Laser Focused: How Multi-View LidarNet Presents Rich Perspective for Self-Driving Cars

Deep neural network takes a two-stage approach to address lidar processing challenges.
by Neda Cvijetic

Editor’s note: This is the latest post in our NVIDIA DRIVE Labs series, which takes an engineering-focused look at individual autonomous vehicle challenges and how NVIDIA DRIVE addresses them. Catch up on all our automotive posts, here.

Lidar can give autonomous vehicles laser focus.

By bouncing laser signals off the surrounding environment, these sensors can enable a self-driving car to construct a detailed and accurate 3D picture of what’s around it.

However, traditional methods for processing lidar data pose significant challenges. These include limitations in the ability to detect and classify different types of objects, scenes and weather conditions, as well as limitations in performance and robustness.

In this DRIVE Labs episode, we introduce our multi-view LidarNet deep neural network, which uses multiple perspectives, or views, of the scene around the car to overcome the traditional limitations of lidar-based processing.

AI-Powered Solutions

AI in the form of DNN-based approaches has become the go-to solution to address traditional lidar perception challenges.

One AI method uses lidar DNNs that perform top‐down or “bird’s eye view” (BEV) object detection on lidar point cloud data. A virtual camera positioned at some height above the scene, similar to a bird flying overhead, reprojects 3D coordinates of each data point into that virtual camera view via orthogonal projection.

BEV lidar DNNs use 2D convolutions in their layers to detect dynamic objects such as cars, trucks, buses, pedestrians, cyclists, and other road users. 2D convolutions work fast, so they are well-suited for use in real-time autonomous driving applications.

However, this approach can get tricky when objects look alike top-down. For example, in BEV, pedestrians or bikes may appear similar to objects like poles, tree trunks or bushes, resulting in perception errors.

Another AI method uses 3D lidar point cloud data as input to a DNN that uses 3D convolutions in its layers to detect objects. This improves accuracy since a DNN can detect objects using their 3D shapes. However, 3D convolutional DNN processing of lidar point clouds is difficult to run in real-time for autonomous driving applications.

Enter Multi-View LidarNet

To overcome the limitations of both of these AI-based approaches, we developed our multi‐view LidarNet DNN, which acts in two stages. The first stage extracts semantic information about the scene using lidar scan data in perspective view (Figure 1). This “unwraps” a 360-degree surround lidar range scan so it looks as though the entire panorama is in front of the self-driving car.

This first-stage semantic segmentation approach performs very well for predicting object classes. This is because the DNN can better observe object shapes in perspective view (for example, the shape of a walking human).

The first stage segments the scene both into dynamic objects of different classes, such as cars, trucks, busses, pedestrians, cyclists and motorcyclists, as well as static road scene components, such as the road surface, sidewalks, buildings, trees, and traffic signs.

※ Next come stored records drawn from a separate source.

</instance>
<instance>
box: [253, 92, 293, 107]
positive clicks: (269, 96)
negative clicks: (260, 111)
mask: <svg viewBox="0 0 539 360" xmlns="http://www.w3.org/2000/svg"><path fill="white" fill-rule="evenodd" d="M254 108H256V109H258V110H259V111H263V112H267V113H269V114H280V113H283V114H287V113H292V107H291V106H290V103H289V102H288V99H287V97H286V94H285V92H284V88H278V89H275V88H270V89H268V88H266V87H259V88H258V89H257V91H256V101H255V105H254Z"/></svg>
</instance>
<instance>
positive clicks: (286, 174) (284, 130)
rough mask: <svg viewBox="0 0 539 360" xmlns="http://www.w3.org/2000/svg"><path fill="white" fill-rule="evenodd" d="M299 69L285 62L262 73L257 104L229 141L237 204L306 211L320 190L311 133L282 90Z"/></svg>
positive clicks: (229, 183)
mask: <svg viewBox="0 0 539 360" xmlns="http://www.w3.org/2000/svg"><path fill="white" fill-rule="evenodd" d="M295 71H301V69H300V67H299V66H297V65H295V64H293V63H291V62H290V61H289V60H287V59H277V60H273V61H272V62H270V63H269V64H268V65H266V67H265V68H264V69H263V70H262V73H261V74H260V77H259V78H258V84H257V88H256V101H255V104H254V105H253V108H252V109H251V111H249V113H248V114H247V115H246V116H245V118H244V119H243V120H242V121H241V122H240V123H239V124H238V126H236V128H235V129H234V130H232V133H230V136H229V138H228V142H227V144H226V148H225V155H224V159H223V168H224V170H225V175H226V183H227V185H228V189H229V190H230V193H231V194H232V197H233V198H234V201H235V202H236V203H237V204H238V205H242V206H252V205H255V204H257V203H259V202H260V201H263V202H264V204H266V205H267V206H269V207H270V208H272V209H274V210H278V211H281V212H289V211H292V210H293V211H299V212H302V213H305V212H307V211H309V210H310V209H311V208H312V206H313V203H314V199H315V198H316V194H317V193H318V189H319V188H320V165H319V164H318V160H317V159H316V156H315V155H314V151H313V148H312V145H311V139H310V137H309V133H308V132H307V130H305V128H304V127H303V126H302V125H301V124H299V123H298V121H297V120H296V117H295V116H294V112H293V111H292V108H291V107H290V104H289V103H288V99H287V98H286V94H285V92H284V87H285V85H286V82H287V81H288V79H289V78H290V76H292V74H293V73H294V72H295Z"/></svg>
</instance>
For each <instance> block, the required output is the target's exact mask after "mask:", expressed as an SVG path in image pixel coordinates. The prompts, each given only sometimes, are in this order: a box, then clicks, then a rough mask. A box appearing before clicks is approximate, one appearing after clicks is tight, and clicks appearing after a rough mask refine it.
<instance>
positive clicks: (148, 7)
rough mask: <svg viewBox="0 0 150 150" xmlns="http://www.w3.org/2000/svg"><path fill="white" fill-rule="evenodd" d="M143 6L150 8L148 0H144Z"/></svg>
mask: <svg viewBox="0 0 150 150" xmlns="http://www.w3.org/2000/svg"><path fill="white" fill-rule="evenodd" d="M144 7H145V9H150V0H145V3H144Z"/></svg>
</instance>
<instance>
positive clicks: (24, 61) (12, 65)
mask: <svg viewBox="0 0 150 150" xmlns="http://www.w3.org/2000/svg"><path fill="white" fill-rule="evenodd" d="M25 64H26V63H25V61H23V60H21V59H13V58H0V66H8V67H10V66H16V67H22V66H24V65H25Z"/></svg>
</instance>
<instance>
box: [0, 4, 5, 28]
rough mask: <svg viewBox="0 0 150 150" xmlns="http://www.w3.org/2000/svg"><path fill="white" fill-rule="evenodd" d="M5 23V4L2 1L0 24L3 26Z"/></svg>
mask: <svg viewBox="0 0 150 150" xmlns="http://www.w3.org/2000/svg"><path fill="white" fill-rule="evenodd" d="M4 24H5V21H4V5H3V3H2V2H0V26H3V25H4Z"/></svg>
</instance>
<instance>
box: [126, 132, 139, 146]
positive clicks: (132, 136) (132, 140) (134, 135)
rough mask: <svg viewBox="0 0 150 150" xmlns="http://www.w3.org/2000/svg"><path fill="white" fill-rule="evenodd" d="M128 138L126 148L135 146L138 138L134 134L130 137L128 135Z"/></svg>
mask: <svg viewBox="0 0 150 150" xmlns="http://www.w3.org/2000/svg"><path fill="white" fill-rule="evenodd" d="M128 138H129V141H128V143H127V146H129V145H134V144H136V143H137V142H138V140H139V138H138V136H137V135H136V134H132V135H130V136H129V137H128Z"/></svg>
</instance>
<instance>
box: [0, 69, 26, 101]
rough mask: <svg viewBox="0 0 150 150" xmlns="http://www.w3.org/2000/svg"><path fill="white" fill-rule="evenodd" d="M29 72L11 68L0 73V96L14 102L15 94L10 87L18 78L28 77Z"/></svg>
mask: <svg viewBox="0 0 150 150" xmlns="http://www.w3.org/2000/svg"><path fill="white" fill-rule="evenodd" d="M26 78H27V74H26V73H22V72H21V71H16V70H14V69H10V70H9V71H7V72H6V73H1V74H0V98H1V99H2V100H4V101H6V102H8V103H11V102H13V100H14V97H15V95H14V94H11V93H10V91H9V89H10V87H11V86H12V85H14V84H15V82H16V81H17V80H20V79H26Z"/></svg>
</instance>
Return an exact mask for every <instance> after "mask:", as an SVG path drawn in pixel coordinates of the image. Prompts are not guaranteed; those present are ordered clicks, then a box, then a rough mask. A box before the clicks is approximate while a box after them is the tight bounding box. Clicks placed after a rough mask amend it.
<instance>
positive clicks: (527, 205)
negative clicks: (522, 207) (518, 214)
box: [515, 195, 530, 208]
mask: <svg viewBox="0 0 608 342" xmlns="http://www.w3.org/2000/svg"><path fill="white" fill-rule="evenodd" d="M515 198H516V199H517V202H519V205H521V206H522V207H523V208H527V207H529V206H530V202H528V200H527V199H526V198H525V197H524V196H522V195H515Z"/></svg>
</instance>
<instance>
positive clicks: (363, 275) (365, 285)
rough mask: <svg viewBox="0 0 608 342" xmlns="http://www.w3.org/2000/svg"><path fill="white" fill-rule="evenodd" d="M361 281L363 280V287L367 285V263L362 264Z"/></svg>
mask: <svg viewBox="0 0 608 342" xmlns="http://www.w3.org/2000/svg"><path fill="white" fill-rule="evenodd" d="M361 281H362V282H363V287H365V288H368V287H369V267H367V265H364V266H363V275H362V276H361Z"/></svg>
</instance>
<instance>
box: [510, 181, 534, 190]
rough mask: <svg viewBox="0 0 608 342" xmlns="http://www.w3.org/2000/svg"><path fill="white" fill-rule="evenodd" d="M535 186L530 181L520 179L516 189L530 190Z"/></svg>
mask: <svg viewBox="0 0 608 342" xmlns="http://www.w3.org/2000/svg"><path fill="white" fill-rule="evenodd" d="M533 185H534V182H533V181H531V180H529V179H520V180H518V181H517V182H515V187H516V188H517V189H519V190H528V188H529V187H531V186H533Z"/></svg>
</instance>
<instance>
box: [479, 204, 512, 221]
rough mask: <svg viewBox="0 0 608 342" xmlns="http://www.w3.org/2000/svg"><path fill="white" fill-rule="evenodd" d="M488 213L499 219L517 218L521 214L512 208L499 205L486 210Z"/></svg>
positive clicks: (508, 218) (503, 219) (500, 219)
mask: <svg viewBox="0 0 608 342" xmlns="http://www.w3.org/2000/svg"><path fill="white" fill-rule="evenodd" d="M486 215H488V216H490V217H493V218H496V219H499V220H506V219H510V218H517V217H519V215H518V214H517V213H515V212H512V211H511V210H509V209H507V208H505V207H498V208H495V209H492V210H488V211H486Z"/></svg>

Figure 1. Multi-view LidarNet perspective view.

 

Figure 2. Multi-view LidarNet top-down bird’s eye view (BEV).

The semantic segmentation output of LidarNet’s first stage is then projected into BEV and combined with height data at each location, which is obtained from the lidar point cloud. The resulting output is applied as input to the second stage (Figure 2).

The second stage DNN is trained on BEV-labeled data to predict top-down 2D bounding boxes around objects identified by the first stage. This stage also uses semantic and height information to extract object instances. This is easier in BEV since objects are not occluding each other in this view.

The result of chaining these two DNN stages together is a lidar DNN that consumes only lidar data. It uses end-to-end deep learning to output a rich semantic segmentation of the scene, complete with 2D bounding boxes for objects. By using such methods, it can detect vulnerable road users, such as motorcyclists, bicyclists, and pedestrians, with high accuracy and completeness. Additionally, the DNN is very efficient — inference runs at 7ms per lidar scan on the NVIDIA DRIVE™AGX platform.

In addition to multi-view LidarNet, our lidar processing software stack includes a lidar object tracker. The tracker is a computer vision-based post-processing system that uses the BEV 2D bounding box information and lidar point geometry to compute 3D bounding boxes for each object instance. The tracker also helps stabilize per-frame DNN misdetections and, along with a low-level lidar processor, computes geometric fences that represent hard physical boundaries that a car should avoid.

This combination of AI-based and traditional computer vision-based methods increases the robustness of our lidar perception software stack. Moreover, the rich perception information provided by lidar perception can be combined with camera and radar detections to design even more robust Level 4 to Level 5 autonomous systems.